Saturday, March 9, 2013

Reappraisal

Dr. Loren Schweninger
Dr. Loren Schweninger 
 It was an eventful time at the Maryland State Archives these past two weeks. Although I gave my final Queen Anne’s County presentation over a week ago, I can still feel its effects on my daily work. My typical day revolves around researching slave freedom petitions from the Dr. Loren Schweninger Collection—a topic I have talked about at length in this blog—but lately I have been through ongoing communication with the Maryland State Archivist, Dr. Ed Papenfuse. His interest in these presentations on the Eastern Shore bumped up the priority of the Schweninger collection reappraisal.

When Dr. Papenfuse, commonly called “Ed” in the context of archivists and historians in Maryland, learned I was utilizing the Schweninger Collection for meaty historical research during my nine month fellowship he also asked me to examine the collection for gaps. Recap—Dr. Loren Schweninger is a historian and associate of Ed. His eponymous collection, or at least the digital proxy that I’m examining, are digitized scans of microfilm created in the mid-1990s. The microfilm followed a citation list based on research Dr. Schweninger and others performed on-site. They span thirty-five agencies of state and county government from the War of Independence to the eve of Civil War. Although some are scribed on official-looking, uniform sheaths of cloth-like paper, many are loose, irregular, and include affixed newspaper clippings announcing slave or estate sales. Oftentimes these records duplicate content in clerk produced copies like photocopies or e-mail attachments today; I expect these ultra official records were not examined as closely by Schweninger because the manner with which the court tried petitions favored record creation and filing in the unbound papers rather than those materials destined for the big books.

The collection exists in three forms in order of increasing accessibility: As an abstract collective of citations while the records span dozens of shelves, stacks, and up to four floors. As a collection of microfilm. As a digitized collection on MSA servers that can be reached via a simple HTML finding aid written by Ed. He clearly valued the collection because, as I recently learned, he did the coding himself on his own time. The finding aid, which is one of three intellectual access points, is arranged alphabetically by agency and provides links to the opening pages of the digitized film the records inhabit. The remaining two access points are Collection and Microfilm inventories, which provide intellectual access and microfilm navigation respectively. Collection inventory breaks the film down intellectually and groups the content by agency regardless of its film reel, much like Ed’s finding aid, although my early efforts to sort through the collection proved the finding aid’s content was based on the Microfilm inventory.

Following my research work on William McNeir, a special Research Department project, and the bustle of public presentations, I returned to Schweninger. After several e-mails and a meeting with Ed I devised a method to perform my task. I drafted and shared an online spreadsheet tracking my reappraisal of Schweninger to verify its completeness and provide URLs for the start and end points of each case. Each reel begins with target sheets declaring the forthcoming slide contents and individual target cards declaring the catalog number, agency, description, and other metadata particular to that petition or case. Currently the only way to view a particular case is to click a link for the entire film and scroll through perhaps hundreds of images until you reach your desired target card.

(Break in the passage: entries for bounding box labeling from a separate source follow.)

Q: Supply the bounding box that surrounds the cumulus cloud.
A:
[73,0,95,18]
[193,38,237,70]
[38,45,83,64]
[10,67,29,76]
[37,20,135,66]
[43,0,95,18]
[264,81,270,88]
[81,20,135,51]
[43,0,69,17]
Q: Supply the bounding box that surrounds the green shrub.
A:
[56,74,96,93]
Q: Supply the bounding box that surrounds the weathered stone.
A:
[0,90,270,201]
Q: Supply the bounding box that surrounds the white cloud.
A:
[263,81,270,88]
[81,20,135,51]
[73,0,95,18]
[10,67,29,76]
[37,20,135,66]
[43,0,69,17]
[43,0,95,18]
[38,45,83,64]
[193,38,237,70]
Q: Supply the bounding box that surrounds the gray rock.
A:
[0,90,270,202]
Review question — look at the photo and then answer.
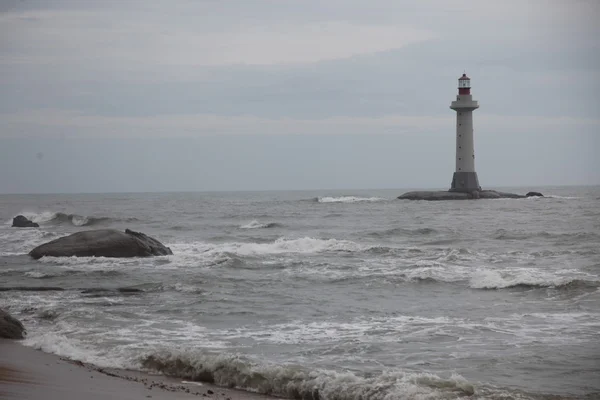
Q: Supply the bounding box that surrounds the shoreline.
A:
[0,339,277,400]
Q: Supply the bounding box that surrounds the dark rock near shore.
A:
[12,215,40,228]
[398,190,525,201]
[525,192,544,197]
[29,229,173,260]
[0,308,25,339]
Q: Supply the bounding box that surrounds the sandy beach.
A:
[0,340,273,400]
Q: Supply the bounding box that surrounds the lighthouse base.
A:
[450,172,481,193]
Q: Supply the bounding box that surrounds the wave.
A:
[140,351,475,400]
[240,220,283,229]
[367,228,437,238]
[492,229,600,241]
[469,270,600,290]
[11,211,137,226]
[314,196,386,203]
[0,286,145,296]
[169,237,369,256]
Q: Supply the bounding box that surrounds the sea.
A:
[0,186,600,400]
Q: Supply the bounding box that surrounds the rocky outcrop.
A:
[0,308,25,339]
[398,190,525,201]
[29,229,173,260]
[13,215,40,228]
[525,192,544,197]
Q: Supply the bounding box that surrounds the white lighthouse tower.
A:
[450,74,481,193]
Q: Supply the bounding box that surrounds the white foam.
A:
[23,332,134,368]
[169,237,368,259]
[240,220,273,229]
[71,215,89,226]
[0,228,59,256]
[25,271,50,278]
[469,268,598,289]
[317,196,386,203]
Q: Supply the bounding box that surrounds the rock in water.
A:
[525,192,544,197]
[13,215,40,228]
[29,229,173,260]
[0,308,25,339]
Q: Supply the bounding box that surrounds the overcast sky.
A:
[0,0,600,193]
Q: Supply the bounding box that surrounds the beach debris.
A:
[0,308,26,339]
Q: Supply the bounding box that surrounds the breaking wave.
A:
[367,228,437,238]
[11,211,137,226]
[314,196,386,203]
[169,237,369,256]
[240,220,283,229]
[140,351,475,400]
[469,270,600,289]
[492,229,600,241]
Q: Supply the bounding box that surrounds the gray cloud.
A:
[0,0,600,192]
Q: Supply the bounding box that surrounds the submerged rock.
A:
[12,215,40,228]
[398,190,525,201]
[29,229,173,260]
[0,308,25,339]
[525,192,544,197]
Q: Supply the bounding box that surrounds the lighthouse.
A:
[398,74,543,201]
[450,74,481,193]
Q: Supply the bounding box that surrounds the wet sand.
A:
[0,339,282,400]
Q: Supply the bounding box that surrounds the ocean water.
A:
[0,187,600,400]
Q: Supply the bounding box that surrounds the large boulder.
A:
[525,192,544,197]
[29,229,173,260]
[0,308,25,339]
[13,215,40,228]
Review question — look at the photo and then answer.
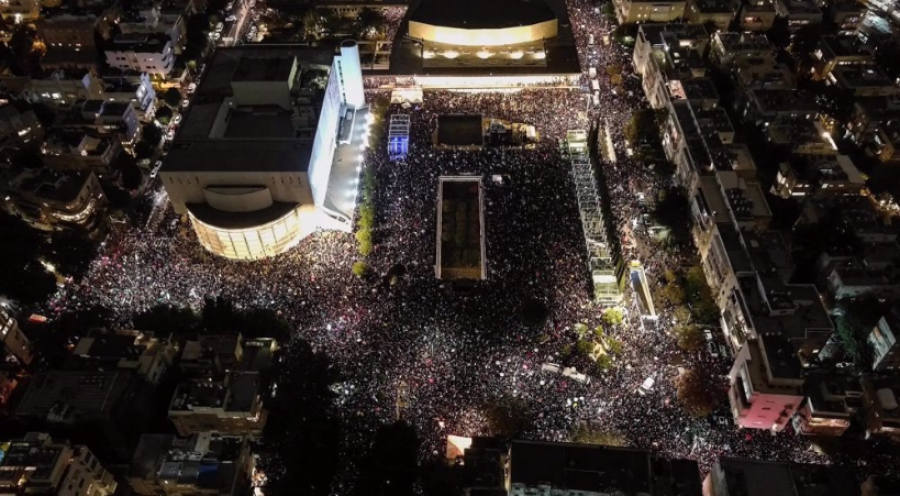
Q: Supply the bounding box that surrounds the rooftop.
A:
[410,0,556,29]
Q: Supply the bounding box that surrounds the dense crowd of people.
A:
[42,0,900,486]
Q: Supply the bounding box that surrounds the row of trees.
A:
[353,165,377,277]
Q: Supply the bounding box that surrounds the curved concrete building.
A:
[160,42,366,260]
[409,0,559,47]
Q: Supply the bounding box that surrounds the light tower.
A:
[338,40,366,109]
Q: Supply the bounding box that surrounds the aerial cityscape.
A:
[0,0,900,496]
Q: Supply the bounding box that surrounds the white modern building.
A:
[160,41,368,260]
[106,33,175,79]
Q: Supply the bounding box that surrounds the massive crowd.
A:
[44,0,900,488]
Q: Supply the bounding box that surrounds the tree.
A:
[259,339,343,496]
[676,369,723,418]
[521,298,550,327]
[156,107,174,126]
[163,88,181,108]
[603,308,625,326]
[675,324,704,352]
[353,260,369,277]
[356,421,420,496]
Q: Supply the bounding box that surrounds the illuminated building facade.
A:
[160,41,366,260]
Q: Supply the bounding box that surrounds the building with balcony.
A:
[105,33,175,80]
[793,374,862,437]
[70,329,175,385]
[775,0,824,31]
[825,66,900,97]
[35,12,109,70]
[0,167,107,234]
[709,32,775,69]
[169,372,268,436]
[127,432,254,496]
[766,119,838,156]
[506,441,700,496]
[812,35,875,80]
[118,4,187,54]
[613,0,687,24]
[0,432,117,496]
[160,42,366,259]
[41,130,122,176]
[845,96,900,144]
[728,336,804,432]
[772,155,866,199]
[685,0,741,31]
[738,0,777,32]
[860,376,900,440]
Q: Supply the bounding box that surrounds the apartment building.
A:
[127,432,254,496]
[739,0,778,32]
[0,167,107,235]
[72,329,176,385]
[169,371,268,436]
[772,155,866,199]
[105,33,175,80]
[613,0,687,24]
[728,336,804,432]
[0,432,117,496]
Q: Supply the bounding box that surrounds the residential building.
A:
[0,306,34,365]
[731,58,797,92]
[860,376,900,440]
[766,119,838,156]
[635,25,719,109]
[0,167,107,235]
[35,12,101,71]
[0,432,117,496]
[0,100,44,145]
[178,333,244,373]
[845,96,900,144]
[812,35,875,80]
[613,0,686,24]
[866,120,900,164]
[709,32,775,68]
[735,89,819,125]
[119,3,187,54]
[0,0,41,24]
[772,155,866,199]
[739,0,777,31]
[106,33,175,80]
[793,374,862,437]
[103,72,156,122]
[15,369,153,461]
[507,441,701,496]
[703,457,859,496]
[686,0,740,31]
[827,0,866,36]
[160,41,366,259]
[775,0,823,31]
[825,66,900,97]
[728,335,804,432]
[71,329,175,385]
[127,432,254,496]
[28,69,103,105]
[169,372,268,436]
[41,130,122,176]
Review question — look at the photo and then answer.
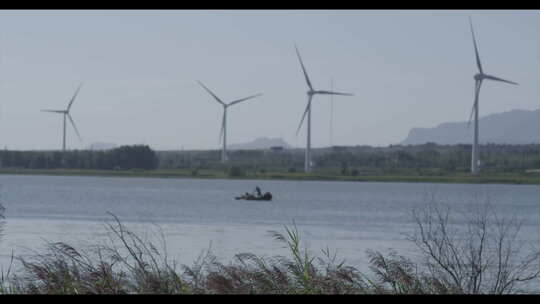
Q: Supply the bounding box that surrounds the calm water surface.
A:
[0,175,540,269]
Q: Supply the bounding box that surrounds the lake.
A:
[0,175,540,276]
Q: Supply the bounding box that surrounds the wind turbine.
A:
[294,45,353,173]
[467,17,517,174]
[197,81,262,163]
[41,83,82,151]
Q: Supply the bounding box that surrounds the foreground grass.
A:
[0,168,540,185]
[0,216,460,294]
[0,204,540,294]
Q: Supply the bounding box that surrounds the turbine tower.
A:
[468,17,517,174]
[294,45,353,173]
[197,81,262,163]
[41,83,82,151]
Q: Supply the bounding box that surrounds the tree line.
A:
[0,144,540,175]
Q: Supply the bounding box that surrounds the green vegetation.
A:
[0,144,540,184]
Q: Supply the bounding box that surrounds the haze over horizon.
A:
[0,10,540,150]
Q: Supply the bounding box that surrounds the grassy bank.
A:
[0,203,540,294]
[0,168,540,185]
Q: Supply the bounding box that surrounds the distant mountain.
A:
[227,137,292,150]
[86,142,118,150]
[401,109,540,145]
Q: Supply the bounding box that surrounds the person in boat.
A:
[255,186,262,197]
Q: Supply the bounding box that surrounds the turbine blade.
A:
[41,110,65,113]
[469,17,484,74]
[484,74,518,85]
[315,91,354,96]
[228,93,262,106]
[197,80,226,106]
[296,95,313,136]
[218,110,226,143]
[294,45,313,90]
[66,83,82,112]
[67,113,82,141]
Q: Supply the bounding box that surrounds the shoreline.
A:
[0,169,540,185]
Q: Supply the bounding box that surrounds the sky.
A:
[0,10,540,150]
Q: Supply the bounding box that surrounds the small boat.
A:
[236,192,272,201]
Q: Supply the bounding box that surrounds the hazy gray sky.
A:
[0,10,540,150]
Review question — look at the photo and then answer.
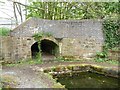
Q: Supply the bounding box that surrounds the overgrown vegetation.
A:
[27,1,119,20]
[103,18,120,50]
[0,27,10,36]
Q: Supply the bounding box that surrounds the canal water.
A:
[54,72,118,90]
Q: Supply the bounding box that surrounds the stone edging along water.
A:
[43,64,119,78]
[36,64,120,88]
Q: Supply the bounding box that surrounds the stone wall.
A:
[0,36,35,61]
[61,37,102,59]
[0,18,104,60]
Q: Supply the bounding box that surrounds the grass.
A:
[4,59,43,67]
[0,27,10,36]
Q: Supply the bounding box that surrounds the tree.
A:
[27,2,119,20]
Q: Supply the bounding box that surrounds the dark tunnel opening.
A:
[31,39,59,58]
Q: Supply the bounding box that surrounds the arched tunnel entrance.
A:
[31,39,59,60]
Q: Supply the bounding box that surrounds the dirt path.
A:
[2,61,118,88]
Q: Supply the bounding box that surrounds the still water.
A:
[54,72,118,89]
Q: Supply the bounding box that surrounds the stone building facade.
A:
[0,18,104,60]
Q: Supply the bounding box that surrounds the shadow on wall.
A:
[31,39,59,58]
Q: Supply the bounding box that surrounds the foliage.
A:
[27,2,119,20]
[103,18,120,50]
[0,27,10,36]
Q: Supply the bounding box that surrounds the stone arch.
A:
[31,38,59,58]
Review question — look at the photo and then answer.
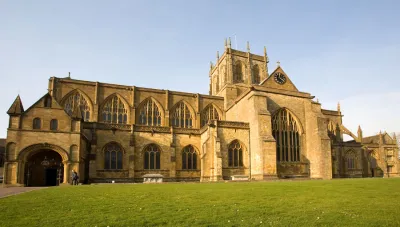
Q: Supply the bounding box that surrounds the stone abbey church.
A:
[3,41,400,186]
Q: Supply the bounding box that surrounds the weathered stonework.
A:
[3,42,400,186]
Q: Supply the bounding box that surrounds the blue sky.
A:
[0,0,400,137]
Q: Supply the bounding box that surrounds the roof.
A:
[7,95,24,115]
[362,132,395,144]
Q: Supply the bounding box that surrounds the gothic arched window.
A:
[104,143,123,169]
[170,101,193,128]
[64,91,90,121]
[346,150,357,169]
[214,75,219,94]
[272,109,300,162]
[101,95,128,124]
[144,144,161,169]
[228,140,243,167]
[233,61,243,83]
[182,145,197,170]
[50,119,58,131]
[252,65,260,84]
[139,98,161,126]
[201,105,221,127]
[44,95,51,108]
[32,117,42,129]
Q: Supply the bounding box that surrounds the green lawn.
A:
[0,178,400,227]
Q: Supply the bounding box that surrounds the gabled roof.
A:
[260,65,299,92]
[362,132,396,144]
[24,93,71,117]
[7,95,24,115]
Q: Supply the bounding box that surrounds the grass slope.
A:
[0,178,400,226]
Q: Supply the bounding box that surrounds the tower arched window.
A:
[346,150,357,169]
[64,91,90,121]
[44,95,51,108]
[228,140,243,167]
[101,95,128,124]
[233,61,243,83]
[139,98,161,126]
[182,145,197,170]
[214,75,219,94]
[252,65,260,84]
[32,117,42,129]
[201,105,221,127]
[171,101,193,128]
[272,109,300,162]
[144,144,161,169]
[104,143,123,170]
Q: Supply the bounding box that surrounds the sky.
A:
[0,0,400,137]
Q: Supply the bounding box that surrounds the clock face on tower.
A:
[274,73,286,84]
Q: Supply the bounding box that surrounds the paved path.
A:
[0,187,45,198]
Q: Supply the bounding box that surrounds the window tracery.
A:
[144,144,161,169]
[201,105,221,127]
[32,117,42,129]
[228,140,243,167]
[139,98,161,126]
[346,151,357,169]
[171,101,193,128]
[252,65,260,84]
[233,61,243,83]
[50,119,58,131]
[101,95,128,124]
[104,143,123,170]
[182,145,197,170]
[64,91,90,121]
[272,108,300,162]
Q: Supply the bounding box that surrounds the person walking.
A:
[71,170,79,185]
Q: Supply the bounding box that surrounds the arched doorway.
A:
[25,149,64,186]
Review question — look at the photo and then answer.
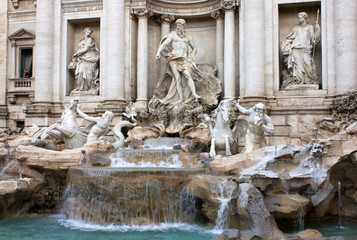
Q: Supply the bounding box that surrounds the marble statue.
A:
[77,104,114,143]
[113,106,137,149]
[281,12,321,88]
[198,99,238,158]
[156,19,200,103]
[68,28,99,95]
[31,98,87,149]
[148,19,222,134]
[235,103,274,153]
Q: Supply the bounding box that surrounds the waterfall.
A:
[63,167,201,225]
[337,182,342,229]
[210,179,237,230]
[298,206,305,232]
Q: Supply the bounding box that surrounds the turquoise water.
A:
[282,218,357,240]
[0,215,217,240]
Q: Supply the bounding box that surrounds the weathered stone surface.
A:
[296,229,323,239]
[210,148,264,174]
[237,183,284,239]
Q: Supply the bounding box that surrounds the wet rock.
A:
[264,194,310,219]
[221,229,239,239]
[296,229,323,239]
[236,183,284,239]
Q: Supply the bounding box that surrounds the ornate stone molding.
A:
[61,0,103,13]
[156,14,175,23]
[143,0,221,16]
[11,0,19,9]
[8,10,36,23]
[211,9,224,19]
[221,0,239,10]
[133,8,153,18]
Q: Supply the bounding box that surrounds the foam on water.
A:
[55,214,217,235]
[110,153,182,168]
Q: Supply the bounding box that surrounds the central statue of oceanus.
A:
[148,19,222,134]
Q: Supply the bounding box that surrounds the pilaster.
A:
[133,7,152,109]
[211,9,225,88]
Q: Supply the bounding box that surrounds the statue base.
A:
[284,84,319,90]
[70,89,99,97]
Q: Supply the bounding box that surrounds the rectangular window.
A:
[16,121,25,132]
[19,47,32,78]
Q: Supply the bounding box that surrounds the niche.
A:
[279,2,322,90]
[65,18,100,96]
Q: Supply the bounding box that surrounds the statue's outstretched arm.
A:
[156,34,172,59]
[235,103,251,115]
[262,115,274,134]
[77,107,97,123]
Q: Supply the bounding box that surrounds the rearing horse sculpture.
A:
[198,99,238,158]
[31,98,87,149]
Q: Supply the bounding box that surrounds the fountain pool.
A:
[0,214,217,240]
[281,218,357,240]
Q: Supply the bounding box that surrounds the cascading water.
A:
[337,182,343,229]
[64,167,202,225]
[110,149,201,168]
[298,206,305,232]
[210,178,237,230]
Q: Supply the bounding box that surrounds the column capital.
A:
[132,7,153,18]
[156,14,175,24]
[221,0,240,11]
[211,9,224,20]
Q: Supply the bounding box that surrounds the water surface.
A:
[0,215,217,240]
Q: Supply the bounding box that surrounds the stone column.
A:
[244,0,265,101]
[9,40,15,78]
[35,0,54,104]
[0,1,7,130]
[211,10,224,89]
[124,0,133,102]
[134,8,150,109]
[101,0,125,104]
[221,1,236,99]
[335,0,357,94]
[158,14,175,77]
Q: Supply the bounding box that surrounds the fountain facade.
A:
[0,0,357,239]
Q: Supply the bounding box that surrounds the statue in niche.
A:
[77,104,114,143]
[281,12,321,89]
[198,99,240,158]
[68,28,99,95]
[235,103,274,153]
[148,19,222,134]
[31,98,88,149]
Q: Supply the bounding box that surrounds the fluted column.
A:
[134,8,150,108]
[124,0,133,101]
[0,1,7,130]
[244,0,265,98]
[103,0,125,102]
[158,14,175,77]
[221,1,236,99]
[335,0,357,93]
[211,10,225,89]
[35,0,54,103]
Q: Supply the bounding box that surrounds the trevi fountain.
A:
[0,0,357,240]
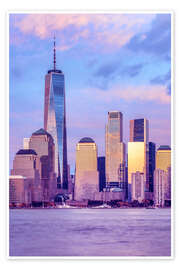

Now, halfway through the reels, I can safely say the vast majority of the collection is as it should be. Although rare, the most common annoyance is a missing or errant target card separating each case; the necessary examination of the combined or mislabeled cases is a necessary kink in my workflow because it prevents my slipping into a “scan, ctrl-c, ctrl-v” stupor. Only two cases out of several hundred are missing. A clerical error on the Microfilm inventory in the Special Collections catalog describes a petition that does not exist on the scans and shares an identical classification number with a case that does exist. This error is repeated on the finding aid but not the Collection inventory catalog. Once I complete my survey and retrieve the truant records I can fix this problem and many others.